Building Societies Association

Yes, the specified three main categories are a clear and logical way of organising the matters that should input into the NCA decisions.
Yes, the conditions, and the range of possible adjustments, are sensible. But the NCA should be required to publish, with appropriate supporting evidence, the matters which it has determined.
The explanation of the alternative lines of argument derived from other provisions of CRR – set out in the CBA – is clear. We think the first argument (that maximum losses of 2.8%, corresponding to a loss expectation of 1.5%, are covered by the 35% RW) is by far the more convincing, and the result is more consistent with CRR RWs generally.
Moreover, we are not sure if the second argument is correctly applied anyway – 0.3% (derived from Article 125) is stated as the benchmark for increasing risk weights above 100%, when in fact the effect of losses exceeding 0.3% is that the RW for residential mortgage loans that do not satisfy the independence criterion in Art. 125.2(a) moves from 35% to 100%. So 0.3% is in fact the threshold - in the Article 125 context – for increasing the RW above 35%. In that case, the EBA should perhaps have stated the lower bound of its indicative range as 0.3%, not 0.10%.
However, these thresholds can never be a matter of exact science. Since the available time series of loss data may also be short, we think (independently of the two arguments above ) to begin with at least the benchmark should anyway be set at the upper bounds of the indicative range – i.e. for residential mortgages – loss expectation of up to 1.5% (corresponding to maximum losses of 2.8%) is adequately catered for by 35% RW, loss expectation above 1.5% but no more than say 5% catered for by higher RWs between 35% and 100%, and only where loss expectation exceeds say 5% should the RWs be set in the top range of 100% to 150%. (It may also be necessary to define loss expectation more specifically.)
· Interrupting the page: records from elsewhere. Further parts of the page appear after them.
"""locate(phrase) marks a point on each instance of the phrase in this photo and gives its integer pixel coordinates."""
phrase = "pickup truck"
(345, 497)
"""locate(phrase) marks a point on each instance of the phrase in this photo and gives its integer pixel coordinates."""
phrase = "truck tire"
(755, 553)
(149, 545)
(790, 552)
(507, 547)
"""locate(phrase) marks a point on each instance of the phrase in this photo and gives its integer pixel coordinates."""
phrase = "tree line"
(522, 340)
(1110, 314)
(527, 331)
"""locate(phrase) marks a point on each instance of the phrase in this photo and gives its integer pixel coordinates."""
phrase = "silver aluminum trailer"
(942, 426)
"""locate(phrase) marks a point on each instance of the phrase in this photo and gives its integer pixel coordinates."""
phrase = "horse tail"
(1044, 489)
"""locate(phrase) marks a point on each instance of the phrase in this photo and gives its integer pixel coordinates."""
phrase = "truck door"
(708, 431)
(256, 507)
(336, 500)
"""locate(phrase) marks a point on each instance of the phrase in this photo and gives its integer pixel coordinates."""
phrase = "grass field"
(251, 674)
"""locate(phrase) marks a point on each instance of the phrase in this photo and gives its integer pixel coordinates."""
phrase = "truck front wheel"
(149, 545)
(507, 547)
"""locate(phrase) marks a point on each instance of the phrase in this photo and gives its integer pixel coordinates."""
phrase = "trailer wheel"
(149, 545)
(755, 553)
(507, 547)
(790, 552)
The other reason for setting the benchmark at the upper end of the range consulted on is to mitigate, or at least prevent aggravation, of the general problem that the 35% RW already tends to overestimate credit risk in conventional residential mortgage lending, as explained above.
Broadly, yes – the specification of financial stability considerations covers the right ground, and we particularly support the need to take account of procyclicality. But we caution against the following unintended effect: if one G-SIB, or several smaller banks, in a particular member state mismanage lending of a particular type and thereby incur serious losses, the right remedy might be to increase Pillar 2 add-ons for these banks (only), rather than increase Pillar 1 RWs for all credit institutions, including those who have managed the same types of lending successfully. We suggest the EBA includes a provision in these RTS to make clear that Pillar 1 RWs should not be increased to deal with idiosyncratic issues at one, or a few, banks, when the right tool is Pillar 2.
Again, for these reasons, transparency is paramount – unless the NCAs publish their evidence and reasoning, it will be difficult to challenge what may be the wrong use of this Pillar 1 tool, skewed by one or two hard cases.
Yes, these conditions are broadly fine. The NCA should have to publish whatever it has determined.
As previously indicated, the requirement for NCAs to consider ‘the expected evolution in immovable property market prices and the expected volatility in those prices…’ and ‘the time horizon over which the forward-looking property market developments are expected to materialise…’ should be accompanied by a requirement for the NCAs to make explanations public as to the reasoning behind their views on the future direction and timing of property price movements. Without such explanations it will be difficult to assess the level of conservatism being applied in the NCAs’ thinking and avoid suspicion of over-conservatism and subjectivity.
The logic for not setting indicative benchmarks for higher minimum LGD values appears sound.